Figure 4 shows the simulation result of the first scenario that the thickness of the mineralized collagen fibril layer was varied with the fixed thickness of the interfibrillar matrix. The spectral slope decreases as the thickness of the collagen fibril layer decreases. Thus, in the deformation zone identified by the spectroscopic image, the spectral variances might be attributable to the thinning of collagen fibrils. Although the collagen fibrils would be subject to elongation, resulting in the thinning of the collagen fibrils due to Poisson's effect, the existence of mineral content within collagen fibrils can lower the Poisson's ratio of mineralized collagen fibrils.¹⁵ In this case, the thinning effect of the collagen fibrils would be minimal and not contribute significantly to the decrease in spectral slope during loading of the specimen. Figure 4 shows the result of the second scenario that Δn was changed. As Δn becomes smaller, the absolute value of the spectral slope increased, corresponding to the deformation zone of our bone specimen under loading. The variance of refractive index can potentially be derived from the internal structure reorganization or new phase formation. In the recent study using fluorescent dyes to stain the deformation zone of the bovine bone specimen,¹¹ debonding of the mineral collagen interface, can account for the prominent process within the deformation zone. The debonding effect can create additional interfaces in the bone structure and yield nanoscale voids (10 to 20 nm in size).¹¹ This could potentially be responsible for the slight residual deformation that can be seen in our spectroscopic image during unloading [e.g., Fig. 2]. Formation of nanoscale voids could potentially render the variation of the refractive index, and thus the simulation result suggests that the formation of nanoscale voids occurs within the mineralized collagen fibrils. Overall, the relatively large deformation zone may be attributable to either the thinning of the mineralized collagen fibril or the refractive index variation potentially derived from nanoscale void formation.

Fig. 4

(a) Simulation result of the 1-D multilayer dielectric nanostructure when the thickness of the mineralized collagen fibril layer was varied. (b) Simulation result when the refractive index difference was changed.

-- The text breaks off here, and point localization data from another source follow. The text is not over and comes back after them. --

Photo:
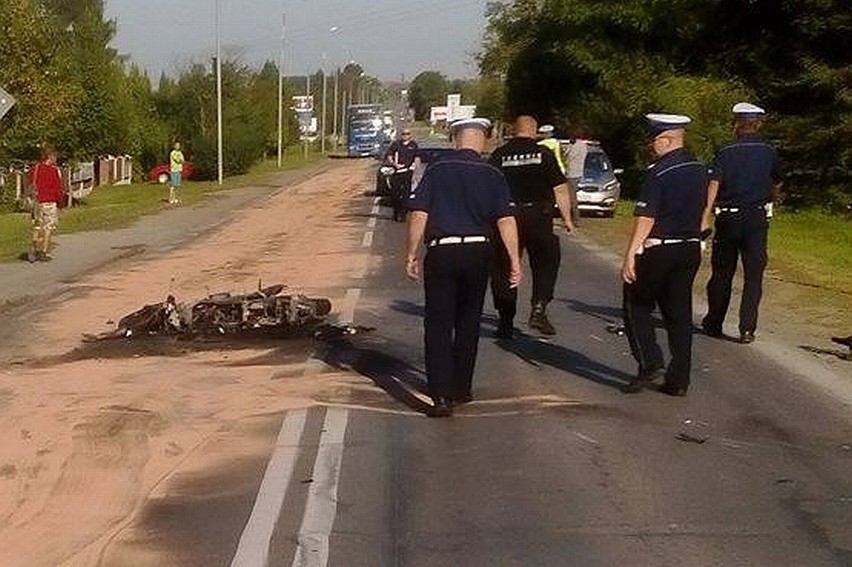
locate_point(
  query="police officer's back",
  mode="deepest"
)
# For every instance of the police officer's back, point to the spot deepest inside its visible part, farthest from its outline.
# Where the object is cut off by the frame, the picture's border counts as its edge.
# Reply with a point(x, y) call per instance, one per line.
point(454, 209)
point(745, 175)
point(537, 183)
point(663, 256)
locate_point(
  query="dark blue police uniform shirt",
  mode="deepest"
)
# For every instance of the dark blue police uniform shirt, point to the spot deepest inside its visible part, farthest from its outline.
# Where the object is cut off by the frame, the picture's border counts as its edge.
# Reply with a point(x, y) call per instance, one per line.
point(674, 194)
point(746, 170)
point(463, 196)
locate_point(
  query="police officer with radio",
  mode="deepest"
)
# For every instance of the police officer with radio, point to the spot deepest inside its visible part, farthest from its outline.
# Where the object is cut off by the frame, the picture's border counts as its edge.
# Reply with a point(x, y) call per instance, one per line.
point(537, 183)
point(663, 256)
point(744, 178)
point(401, 155)
point(454, 210)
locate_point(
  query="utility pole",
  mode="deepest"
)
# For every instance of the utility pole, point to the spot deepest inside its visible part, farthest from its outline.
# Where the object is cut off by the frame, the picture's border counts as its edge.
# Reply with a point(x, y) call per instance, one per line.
point(324, 96)
point(336, 94)
point(219, 95)
point(281, 93)
point(307, 93)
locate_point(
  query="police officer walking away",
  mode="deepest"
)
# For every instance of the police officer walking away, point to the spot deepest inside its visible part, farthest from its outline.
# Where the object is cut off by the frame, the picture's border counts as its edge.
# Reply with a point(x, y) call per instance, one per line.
point(663, 257)
point(454, 210)
point(537, 182)
point(401, 155)
point(744, 178)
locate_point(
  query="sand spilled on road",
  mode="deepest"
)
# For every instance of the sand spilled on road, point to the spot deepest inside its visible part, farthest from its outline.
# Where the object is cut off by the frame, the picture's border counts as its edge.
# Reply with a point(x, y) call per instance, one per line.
point(84, 442)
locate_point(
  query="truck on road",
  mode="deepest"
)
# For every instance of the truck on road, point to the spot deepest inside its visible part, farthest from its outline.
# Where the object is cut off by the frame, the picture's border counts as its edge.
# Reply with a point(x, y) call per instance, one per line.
point(365, 130)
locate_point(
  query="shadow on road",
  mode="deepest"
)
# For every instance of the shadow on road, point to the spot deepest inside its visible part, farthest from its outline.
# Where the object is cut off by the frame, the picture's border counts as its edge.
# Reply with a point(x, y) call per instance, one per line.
point(537, 353)
point(401, 380)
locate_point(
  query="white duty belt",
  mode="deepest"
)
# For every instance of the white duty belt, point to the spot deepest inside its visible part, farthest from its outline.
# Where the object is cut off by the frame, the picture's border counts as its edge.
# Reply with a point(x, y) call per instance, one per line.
point(444, 240)
point(651, 242)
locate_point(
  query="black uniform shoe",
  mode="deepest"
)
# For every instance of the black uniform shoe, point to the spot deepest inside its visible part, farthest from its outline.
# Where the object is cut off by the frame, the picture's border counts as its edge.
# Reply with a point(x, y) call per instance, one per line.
point(711, 330)
point(505, 332)
point(747, 337)
point(673, 390)
point(642, 380)
point(538, 320)
point(461, 400)
point(441, 408)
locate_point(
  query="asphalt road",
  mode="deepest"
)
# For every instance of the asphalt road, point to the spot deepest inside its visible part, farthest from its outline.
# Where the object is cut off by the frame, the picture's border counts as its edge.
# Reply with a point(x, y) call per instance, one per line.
point(551, 465)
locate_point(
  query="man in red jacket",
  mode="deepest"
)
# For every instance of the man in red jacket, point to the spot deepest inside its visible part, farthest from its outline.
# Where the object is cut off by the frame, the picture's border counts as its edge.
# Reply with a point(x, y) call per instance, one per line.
point(46, 180)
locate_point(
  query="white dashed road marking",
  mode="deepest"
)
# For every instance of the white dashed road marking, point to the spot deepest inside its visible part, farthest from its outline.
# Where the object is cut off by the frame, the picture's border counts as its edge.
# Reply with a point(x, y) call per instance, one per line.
point(253, 549)
point(321, 507)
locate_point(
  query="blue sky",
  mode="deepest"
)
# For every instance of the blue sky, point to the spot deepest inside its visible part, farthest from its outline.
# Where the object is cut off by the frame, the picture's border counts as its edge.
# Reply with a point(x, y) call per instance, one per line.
point(389, 38)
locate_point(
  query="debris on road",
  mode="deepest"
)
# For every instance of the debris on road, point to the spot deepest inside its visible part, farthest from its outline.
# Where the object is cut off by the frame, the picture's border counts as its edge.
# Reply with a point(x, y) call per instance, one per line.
point(615, 329)
point(265, 311)
point(693, 431)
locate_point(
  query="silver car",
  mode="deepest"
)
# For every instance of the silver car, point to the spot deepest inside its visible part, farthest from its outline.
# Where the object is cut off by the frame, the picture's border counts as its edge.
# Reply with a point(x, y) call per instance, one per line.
point(598, 190)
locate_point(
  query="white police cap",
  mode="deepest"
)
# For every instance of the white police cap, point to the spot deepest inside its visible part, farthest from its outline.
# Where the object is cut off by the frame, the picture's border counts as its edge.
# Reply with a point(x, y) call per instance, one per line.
point(659, 123)
point(481, 123)
point(747, 110)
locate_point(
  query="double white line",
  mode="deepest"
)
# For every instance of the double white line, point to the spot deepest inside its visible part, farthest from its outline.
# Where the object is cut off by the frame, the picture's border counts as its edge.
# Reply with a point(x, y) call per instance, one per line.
point(321, 508)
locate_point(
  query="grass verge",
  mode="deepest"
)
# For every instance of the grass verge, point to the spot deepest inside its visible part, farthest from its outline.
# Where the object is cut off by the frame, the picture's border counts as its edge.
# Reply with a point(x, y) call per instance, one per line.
point(808, 283)
point(116, 206)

In conclusion, our pilot studies can serve as compelling demonstration that the light elastically backscattered from bone tissue can be highly sensitive to nanoscale structural alterations. Specifically, our spectroscopic imaging method allowed us to sensitively map heterogeneous prefailure deformation in a relatively large area at small strains. Moreover, the unique combination of the bone structure and the system configuration allowed us to use the transfer matrix method to study possible spectroscopic origins for prefailure deformation.